Com mais de 600 anos, o fora da lei corajoso e benfeitor ainda inspira superproduções cinematográficas
Fernando Duarte Publicado em 29/11/2018, às 08h00 - Atualizado às 15h04
Num bosque particular junto à mansão Kirklees, em Dewsbury, no condado britânico de Yorkshire, os visitantes deparam com um monumento alquebrado: protegida por um cercadinho de ferro, a lápide contém um epitáfio de causar taquicardia nos interessados:
"Aqui, sob esta pedra,/ Jaz Robert, barão de Huntingtun/ Nenhum arqueiro foi tão bom quanto ele/ Chamavam-no de Robin Hood/ Fora da lei como ele e seus homens/ A Inglaterra jamais verá outra vez"

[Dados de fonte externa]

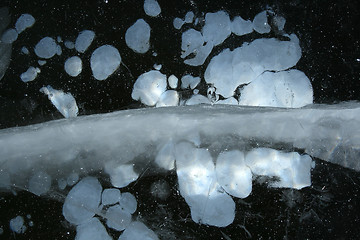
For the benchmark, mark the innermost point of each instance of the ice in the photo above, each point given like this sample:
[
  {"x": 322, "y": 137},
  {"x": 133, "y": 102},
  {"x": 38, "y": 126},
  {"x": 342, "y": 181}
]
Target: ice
[
  {"x": 64, "y": 102},
  {"x": 121, "y": 175},
  {"x": 17, "y": 225},
  {"x": 25, "y": 50},
  {"x": 178, "y": 22},
  {"x": 110, "y": 196},
  {"x": 173, "y": 81},
  {"x": 189, "y": 81},
  {"x": 128, "y": 202},
  {"x": 23, "y": 22},
  {"x": 168, "y": 98},
  {"x": 68, "y": 44},
  {"x": 165, "y": 157},
  {"x": 149, "y": 87},
  {"x": 197, "y": 99},
  {"x": 291, "y": 89},
  {"x": 189, "y": 17},
  {"x": 46, "y": 48},
  {"x": 4, "y": 180},
  {"x": 40, "y": 183},
  {"x": 292, "y": 169},
  {"x": 84, "y": 40},
  {"x": 117, "y": 218},
  {"x": 72, "y": 179},
  {"x": 328, "y": 132},
  {"x": 137, "y": 36},
  {"x": 152, "y": 8},
  {"x": 73, "y": 66},
  {"x": 229, "y": 101},
  {"x": 9, "y": 36},
  {"x": 104, "y": 61},
  {"x": 92, "y": 230},
  {"x": 30, "y": 74},
  {"x": 233, "y": 175},
  {"x": 83, "y": 201},
  {"x": 230, "y": 69},
  {"x": 260, "y": 23},
  {"x": 217, "y": 27},
  {"x": 198, "y": 186},
  {"x": 138, "y": 230},
  {"x": 241, "y": 27}
]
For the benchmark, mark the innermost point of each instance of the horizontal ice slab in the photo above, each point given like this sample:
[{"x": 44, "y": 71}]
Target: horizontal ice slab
[{"x": 329, "y": 132}]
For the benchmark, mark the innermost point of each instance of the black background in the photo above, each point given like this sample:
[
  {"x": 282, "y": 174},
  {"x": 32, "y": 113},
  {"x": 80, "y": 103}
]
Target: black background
[{"x": 329, "y": 37}]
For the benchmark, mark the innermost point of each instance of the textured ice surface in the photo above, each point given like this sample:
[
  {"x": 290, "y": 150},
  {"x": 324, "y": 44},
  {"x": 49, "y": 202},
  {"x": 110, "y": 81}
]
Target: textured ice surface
[
  {"x": 128, "y": 202},
  {"x": 92, "y": 230},
  {"x": 240, "y": 27},
  {"x": 138, "y": 230},
  {"x": 168, "y": 98},
  {"x": 40, "y": 183},
  {"x": 64, "y": 102},
  {"x": 230, "y": 69},
  {"x": 9, "y": 36},
  {"x": 73, "y": 66},
  {"x": 233, "y": 174},
  {"x": 17, "y": 224},
  {"x": 72, "y": 179},
  {"x": 280, "y": 89},
  {"x": 198, "y": 185},
  {"x": 323, "y": 131},
  {"x": 30, "y": 74},
  {"x": 84, "y": 40},
  {"x": 173, "y": 81},
  {"x": 83, "y": 201},
  {"x": 149, "y": 87},
  {"x": 24, "y": 21},
  {"x": 292, "y": 169},
  {"x": 152, "y": 8},
  {"x": 46, "y": 48},
  {"x": 117, "y": 218},
  {"x": 121, "y": 175},
  {"x": 260, "y": 23},
  {"x": 137, "y": 36},
  {"x": 104, "y": 61}
]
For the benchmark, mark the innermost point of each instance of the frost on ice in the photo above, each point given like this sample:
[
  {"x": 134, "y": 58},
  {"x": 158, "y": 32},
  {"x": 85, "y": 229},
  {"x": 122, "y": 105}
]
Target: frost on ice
[
  {"x": 149, "y": 87},
  {"x": 46, "y": 48}
]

A fama do bandido benfeitor prospera desde meados do século 14, a partir de poemas, baladas e contos. Robin promovia uma campanha de roubos espetaculares a viajantes na floresta de Sherwood, em Nottingham (no condado vizinho a Yorkshire), e repartia o butim com os mais pobres, desafiando a autoridade do príncipe e depois rei João I (um dos mais controversos monarcas ingleses, que comandou a nação entre 1199 e 1216) e a do tirânico xerife local. Mas os turistas que fotografam o túmulo do arqueiro (gravado em inglês arcaico e datado de 1247) só podem estar certos de levar para casa o suvenir e uma suposição. A lápide foi erguida no século 18, baseada no marco construído no ponto onde teria caído a última flecha disparada pelo herói agonizante, vítima da traição da prima, madre superiora do antigo convento de Kirklees.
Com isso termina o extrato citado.